It’s the most prevalent crime you may never have heard of or thought much about, tied with illegal arms trading as the second largest criminal industry in the world, after drug dealing. It’s human trafficking, and it’s the world's fastest growing criminal enterprise.
Some 600,000 to 800,000 victims are trafficked across international borders and forced into sex-related work or other forced labor, according to U.S. government statistics. Most come from Asia, Central and South America, and Eastern Europe.
Not surprisingly, a large number of trafficking victims end up in New York City, which is why the Mayor’s office has launched a human trafficking Web site in cooperation with the Somaly Mam Foundation and the NYC Anti-Human Trafficking Task Force.
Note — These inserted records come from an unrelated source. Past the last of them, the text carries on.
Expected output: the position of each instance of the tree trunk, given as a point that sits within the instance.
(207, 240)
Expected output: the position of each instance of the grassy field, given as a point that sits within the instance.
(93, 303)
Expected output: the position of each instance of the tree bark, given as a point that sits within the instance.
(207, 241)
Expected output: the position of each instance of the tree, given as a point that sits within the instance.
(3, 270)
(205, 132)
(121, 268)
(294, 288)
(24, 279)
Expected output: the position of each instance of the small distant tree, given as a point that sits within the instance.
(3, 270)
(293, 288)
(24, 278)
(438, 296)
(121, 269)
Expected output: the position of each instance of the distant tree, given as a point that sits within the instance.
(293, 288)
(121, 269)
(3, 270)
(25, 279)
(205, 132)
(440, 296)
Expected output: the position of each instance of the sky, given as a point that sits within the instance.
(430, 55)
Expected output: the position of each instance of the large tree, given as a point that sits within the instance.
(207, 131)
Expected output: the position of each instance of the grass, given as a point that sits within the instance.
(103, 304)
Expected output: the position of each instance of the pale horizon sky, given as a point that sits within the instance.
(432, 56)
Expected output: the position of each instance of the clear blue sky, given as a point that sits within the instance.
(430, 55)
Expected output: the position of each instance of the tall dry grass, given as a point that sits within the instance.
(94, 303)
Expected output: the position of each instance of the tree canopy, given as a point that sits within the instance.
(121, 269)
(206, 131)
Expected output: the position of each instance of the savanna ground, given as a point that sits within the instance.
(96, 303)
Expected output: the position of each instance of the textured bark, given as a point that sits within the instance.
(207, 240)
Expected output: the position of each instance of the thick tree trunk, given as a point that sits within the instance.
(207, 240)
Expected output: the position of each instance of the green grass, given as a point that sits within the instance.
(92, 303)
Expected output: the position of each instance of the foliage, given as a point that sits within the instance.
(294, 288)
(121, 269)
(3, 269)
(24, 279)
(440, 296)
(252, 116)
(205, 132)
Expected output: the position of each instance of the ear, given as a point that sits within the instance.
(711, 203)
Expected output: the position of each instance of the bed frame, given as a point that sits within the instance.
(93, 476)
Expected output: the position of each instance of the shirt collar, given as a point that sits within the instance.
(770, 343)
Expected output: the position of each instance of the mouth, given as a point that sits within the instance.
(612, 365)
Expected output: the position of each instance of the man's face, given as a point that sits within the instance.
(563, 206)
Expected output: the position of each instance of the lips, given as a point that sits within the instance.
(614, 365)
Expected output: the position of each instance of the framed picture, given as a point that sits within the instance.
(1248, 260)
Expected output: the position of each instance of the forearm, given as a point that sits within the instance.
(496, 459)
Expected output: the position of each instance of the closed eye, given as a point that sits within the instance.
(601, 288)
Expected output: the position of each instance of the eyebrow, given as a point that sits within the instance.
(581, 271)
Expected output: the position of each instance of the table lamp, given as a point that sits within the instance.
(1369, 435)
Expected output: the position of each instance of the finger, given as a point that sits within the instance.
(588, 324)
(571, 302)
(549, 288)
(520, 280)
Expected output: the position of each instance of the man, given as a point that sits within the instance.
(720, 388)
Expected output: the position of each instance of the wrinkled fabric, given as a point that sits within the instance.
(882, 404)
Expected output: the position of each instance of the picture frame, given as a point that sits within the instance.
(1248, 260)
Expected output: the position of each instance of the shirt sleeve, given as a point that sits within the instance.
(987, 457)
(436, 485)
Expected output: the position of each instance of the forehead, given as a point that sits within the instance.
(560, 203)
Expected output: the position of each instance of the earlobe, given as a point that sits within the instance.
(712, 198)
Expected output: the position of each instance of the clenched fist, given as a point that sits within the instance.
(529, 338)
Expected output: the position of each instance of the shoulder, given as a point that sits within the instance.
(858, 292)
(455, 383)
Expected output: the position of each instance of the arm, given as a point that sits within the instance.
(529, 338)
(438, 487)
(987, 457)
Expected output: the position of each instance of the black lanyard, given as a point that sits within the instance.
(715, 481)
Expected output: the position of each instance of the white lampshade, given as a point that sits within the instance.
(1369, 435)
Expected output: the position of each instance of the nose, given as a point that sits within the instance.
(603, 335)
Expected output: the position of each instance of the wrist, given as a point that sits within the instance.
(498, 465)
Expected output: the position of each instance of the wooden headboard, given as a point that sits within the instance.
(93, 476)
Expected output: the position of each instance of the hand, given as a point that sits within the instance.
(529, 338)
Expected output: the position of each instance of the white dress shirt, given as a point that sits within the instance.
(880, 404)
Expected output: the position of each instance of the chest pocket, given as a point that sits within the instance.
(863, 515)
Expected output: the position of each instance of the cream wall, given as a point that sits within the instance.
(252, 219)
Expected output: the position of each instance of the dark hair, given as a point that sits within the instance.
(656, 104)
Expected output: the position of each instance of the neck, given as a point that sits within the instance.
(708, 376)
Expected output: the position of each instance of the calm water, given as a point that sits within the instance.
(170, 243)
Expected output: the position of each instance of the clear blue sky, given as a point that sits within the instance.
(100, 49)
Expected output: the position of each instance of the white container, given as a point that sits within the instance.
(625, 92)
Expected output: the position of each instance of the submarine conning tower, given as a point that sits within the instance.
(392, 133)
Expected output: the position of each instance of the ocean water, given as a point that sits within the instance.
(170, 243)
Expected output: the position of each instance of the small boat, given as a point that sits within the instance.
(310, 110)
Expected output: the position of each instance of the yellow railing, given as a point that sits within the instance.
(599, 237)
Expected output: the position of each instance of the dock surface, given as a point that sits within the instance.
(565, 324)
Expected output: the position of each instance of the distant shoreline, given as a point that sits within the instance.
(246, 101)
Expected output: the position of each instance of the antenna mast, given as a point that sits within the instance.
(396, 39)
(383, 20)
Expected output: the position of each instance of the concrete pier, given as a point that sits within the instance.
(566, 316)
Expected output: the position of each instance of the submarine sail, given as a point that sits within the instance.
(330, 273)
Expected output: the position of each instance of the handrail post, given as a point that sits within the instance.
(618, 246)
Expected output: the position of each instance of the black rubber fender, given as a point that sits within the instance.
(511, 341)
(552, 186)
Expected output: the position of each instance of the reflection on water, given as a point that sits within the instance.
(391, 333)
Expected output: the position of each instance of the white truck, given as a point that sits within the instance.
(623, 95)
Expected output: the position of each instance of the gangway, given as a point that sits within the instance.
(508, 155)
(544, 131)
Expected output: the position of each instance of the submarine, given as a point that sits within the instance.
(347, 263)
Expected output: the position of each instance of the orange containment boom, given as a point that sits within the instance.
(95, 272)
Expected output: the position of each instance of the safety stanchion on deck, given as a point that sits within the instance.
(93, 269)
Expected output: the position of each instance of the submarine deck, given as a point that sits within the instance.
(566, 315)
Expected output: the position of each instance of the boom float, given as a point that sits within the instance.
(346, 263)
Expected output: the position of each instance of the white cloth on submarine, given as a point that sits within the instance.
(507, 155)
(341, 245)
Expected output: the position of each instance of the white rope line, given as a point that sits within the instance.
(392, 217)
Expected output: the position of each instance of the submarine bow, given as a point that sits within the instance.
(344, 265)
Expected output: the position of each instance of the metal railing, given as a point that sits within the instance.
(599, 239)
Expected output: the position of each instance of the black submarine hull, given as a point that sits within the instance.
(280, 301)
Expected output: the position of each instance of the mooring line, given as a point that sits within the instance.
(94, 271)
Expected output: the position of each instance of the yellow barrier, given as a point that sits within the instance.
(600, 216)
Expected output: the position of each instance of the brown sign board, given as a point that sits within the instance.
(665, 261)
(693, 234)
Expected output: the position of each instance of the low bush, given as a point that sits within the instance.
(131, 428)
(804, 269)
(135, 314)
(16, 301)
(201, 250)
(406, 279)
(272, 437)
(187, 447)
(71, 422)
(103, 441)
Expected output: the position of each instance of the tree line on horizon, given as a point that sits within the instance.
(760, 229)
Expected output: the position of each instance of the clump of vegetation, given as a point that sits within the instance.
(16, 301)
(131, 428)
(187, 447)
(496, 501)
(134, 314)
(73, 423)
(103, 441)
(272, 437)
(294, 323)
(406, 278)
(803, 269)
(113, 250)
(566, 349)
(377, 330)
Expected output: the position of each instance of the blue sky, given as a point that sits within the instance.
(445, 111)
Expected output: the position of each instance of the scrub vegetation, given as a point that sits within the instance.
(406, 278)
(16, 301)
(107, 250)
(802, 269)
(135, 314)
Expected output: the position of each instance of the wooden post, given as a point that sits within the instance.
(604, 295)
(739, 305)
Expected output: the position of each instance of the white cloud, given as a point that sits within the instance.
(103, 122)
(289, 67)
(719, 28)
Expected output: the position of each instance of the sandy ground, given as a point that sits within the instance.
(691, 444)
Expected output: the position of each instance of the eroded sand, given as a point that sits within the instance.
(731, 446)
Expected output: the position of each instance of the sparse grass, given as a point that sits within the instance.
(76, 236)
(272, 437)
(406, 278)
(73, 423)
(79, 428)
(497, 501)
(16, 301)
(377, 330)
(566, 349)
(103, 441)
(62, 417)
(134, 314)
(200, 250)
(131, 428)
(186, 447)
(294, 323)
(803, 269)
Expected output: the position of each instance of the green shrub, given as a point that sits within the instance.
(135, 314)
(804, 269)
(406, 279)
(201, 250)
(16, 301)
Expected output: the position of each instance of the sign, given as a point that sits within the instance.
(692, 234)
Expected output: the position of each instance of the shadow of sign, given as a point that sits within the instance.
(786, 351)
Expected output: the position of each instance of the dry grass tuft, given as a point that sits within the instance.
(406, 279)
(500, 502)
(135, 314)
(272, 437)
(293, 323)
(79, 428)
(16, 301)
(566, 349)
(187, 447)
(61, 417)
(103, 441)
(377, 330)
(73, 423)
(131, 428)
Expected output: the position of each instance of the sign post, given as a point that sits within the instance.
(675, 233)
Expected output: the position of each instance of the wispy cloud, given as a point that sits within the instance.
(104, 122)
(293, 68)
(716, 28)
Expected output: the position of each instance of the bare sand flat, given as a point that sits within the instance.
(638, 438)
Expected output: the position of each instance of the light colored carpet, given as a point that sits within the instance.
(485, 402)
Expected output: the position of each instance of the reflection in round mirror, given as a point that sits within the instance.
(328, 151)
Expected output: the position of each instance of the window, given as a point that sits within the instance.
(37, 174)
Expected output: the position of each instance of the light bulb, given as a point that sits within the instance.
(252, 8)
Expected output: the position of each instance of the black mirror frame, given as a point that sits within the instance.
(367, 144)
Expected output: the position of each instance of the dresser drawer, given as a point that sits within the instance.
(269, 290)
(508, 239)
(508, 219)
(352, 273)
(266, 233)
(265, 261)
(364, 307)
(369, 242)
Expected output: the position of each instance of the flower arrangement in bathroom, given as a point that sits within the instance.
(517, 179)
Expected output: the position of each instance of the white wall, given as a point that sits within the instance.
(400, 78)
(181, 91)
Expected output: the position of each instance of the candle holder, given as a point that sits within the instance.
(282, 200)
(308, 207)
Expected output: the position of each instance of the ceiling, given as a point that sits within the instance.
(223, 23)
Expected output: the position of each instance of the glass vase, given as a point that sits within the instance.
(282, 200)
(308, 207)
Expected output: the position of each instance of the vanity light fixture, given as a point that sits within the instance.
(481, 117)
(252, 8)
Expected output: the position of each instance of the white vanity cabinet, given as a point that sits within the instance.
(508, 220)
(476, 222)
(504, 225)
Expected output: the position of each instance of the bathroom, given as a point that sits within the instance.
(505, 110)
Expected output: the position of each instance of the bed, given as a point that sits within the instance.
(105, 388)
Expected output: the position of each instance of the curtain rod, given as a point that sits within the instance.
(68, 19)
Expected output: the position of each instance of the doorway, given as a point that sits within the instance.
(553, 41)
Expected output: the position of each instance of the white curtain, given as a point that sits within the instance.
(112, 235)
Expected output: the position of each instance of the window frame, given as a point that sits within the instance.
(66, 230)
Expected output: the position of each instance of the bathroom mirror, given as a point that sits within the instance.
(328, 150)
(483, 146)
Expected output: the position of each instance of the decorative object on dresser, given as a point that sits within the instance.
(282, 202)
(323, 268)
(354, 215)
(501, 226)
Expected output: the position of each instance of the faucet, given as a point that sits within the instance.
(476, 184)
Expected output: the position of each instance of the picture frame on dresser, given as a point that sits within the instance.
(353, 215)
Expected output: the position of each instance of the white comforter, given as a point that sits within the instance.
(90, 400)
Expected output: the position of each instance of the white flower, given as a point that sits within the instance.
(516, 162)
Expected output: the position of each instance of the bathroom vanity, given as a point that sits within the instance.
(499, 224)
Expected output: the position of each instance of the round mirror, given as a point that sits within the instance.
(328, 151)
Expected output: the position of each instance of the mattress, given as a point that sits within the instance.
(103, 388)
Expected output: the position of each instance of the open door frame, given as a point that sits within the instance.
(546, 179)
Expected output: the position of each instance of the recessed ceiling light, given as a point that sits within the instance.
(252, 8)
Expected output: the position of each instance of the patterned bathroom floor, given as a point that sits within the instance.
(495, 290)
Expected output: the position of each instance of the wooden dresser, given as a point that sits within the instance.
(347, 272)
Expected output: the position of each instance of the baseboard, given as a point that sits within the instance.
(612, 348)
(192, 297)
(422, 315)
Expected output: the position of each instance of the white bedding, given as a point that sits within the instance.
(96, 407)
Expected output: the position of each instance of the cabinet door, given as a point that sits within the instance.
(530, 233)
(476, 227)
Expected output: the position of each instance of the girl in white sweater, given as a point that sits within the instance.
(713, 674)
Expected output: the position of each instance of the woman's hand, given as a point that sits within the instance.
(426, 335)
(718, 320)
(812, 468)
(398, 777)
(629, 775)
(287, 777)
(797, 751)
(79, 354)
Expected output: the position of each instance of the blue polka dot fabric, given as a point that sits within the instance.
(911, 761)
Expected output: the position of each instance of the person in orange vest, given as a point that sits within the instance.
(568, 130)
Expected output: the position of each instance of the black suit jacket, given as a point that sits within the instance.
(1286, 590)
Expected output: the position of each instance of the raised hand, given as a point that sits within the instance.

One of many consultants on the Web site’s content is Suzanne Tomatore, who directs the City Bar Justice Center’s Immigrant Women & Children Project, which, since 2002, has been helping victims of trafficking get out from under their oppressors and start a new life.
The basis for relief for many victims is the 2000 Trafficking Victims Protection Act (TVPA), an amendment to the 1996 Violence Against Women Act (VAWA). The TVPA allows a multi-prong approach, including the apprehension, prosecution, and increased sentencing for traffickers, and the potential for victims to legalize their immigration status.
The Justice Center’s clients come from all over the world, including India, Indonesia, China, Peru, and Mexico. Their traffickers are often friends, neighbors, lovers or spouses, or family members. Others meet their trafficker by answering advertisements for employment or through friends or family members who work for the trafficker.
Over half of the Justice Center’s cases involve labor trafficking, which is more difficult to identify than sex trafficking because so many industries are involved, and the line between labor violations and human rights abuses can be difficult to discern.
A representative case taken on by the Justice Center involved Yesenia M., a 17-year-old girl who was brought from Mexico to the U.S. to work as a babysitter for her trafficker’s two small children. For nine months, she was unpaid while required also to cook, clean and do laundry and yard work. She was not allowed to speak with anyone outside the family or travel by herself. And she endured three incidents of rape and sexual abuse by her trafficker. In short, she was enslaved. Finally, she befriended a woman at church who helped her escape. Once free, Yesenia contacted law enforcement and cooperated in the investigation and prosecution of her trafficker, who received a prison sentence, forfeited property, and will be deported. Yesenia received a “T Visa,” was reunited with her family, and is starting a business with the compensation she received from her trafficker. Eve Gutman and former-associate Beatrix Bong of Paul, Weiss, Rifkind, Wharton & Garrison LLP handled the family’s successful residency application.
“Despite the prevalence of human trafficking, there are many obstacles that prevent victims from coming forward,” said Tomatore. “Fear, shame, lack of resources, and not knowing where to go for assistance all make survivors reluctant to report their traffickers,” she said. “Many victims do not speak English. Some come from countries where law enforcement is not trustworthy or in fact contribute to and profit from human trafficking themselves.”
Awareness may be the best antidote, says Tomatore, since most victims do not self-identify and seek services as trafficking victims. “Outreach and public awareness initiatives are critical to identifying victims and are lacking throughout the United States. A national public service campaign that includes television, radio, and print advertisements in the mainstream media as well as ethnic news markets should be implemented. Coverage on the many different scenarios of human trafficking is necessary, especially for labor trafficking, as these are the most difficult to identify,” she said.
New York City appears to be stepping up with its new Web site, along with a public awareness advertising campaign from Grey with the theme: "See it. Know it. Report it."
The need for awareness extends to law enforcement and government officials, and Tomatore has done her part over the years by meeting with Immigration and Customs Enforcement and the DOJ in Washington, providing training at DA’s offices, and co-authoring the NY Anti-Trafficking Network’s “Identification and Legal Advocacy for Trafficking Victims” manual. She has also traveled from Venezuela to the Philippines to meet with judges, government officials, students, and NGOs. She’s off to Mongolia in a couple of weeks.
Tomatore notes that this year marks the 10th anniversary of the TVPA, and she’s pleased that the U.S. State Department’s annual Trafficking in Persons Report, due in June, will not only evaluate foreign governments’ efforts to eliminate human trafficking, but will for the first time include self-examination on stateside efforts.
“Human trafficking is a complex, worldwide, and localized organized criminal endeavor,” said Tomatore. “There are a multitude of profiles for victims as well as traffickers. Without training for professionals and public-awareness campaigns, it will be impossible to target and address the problem.”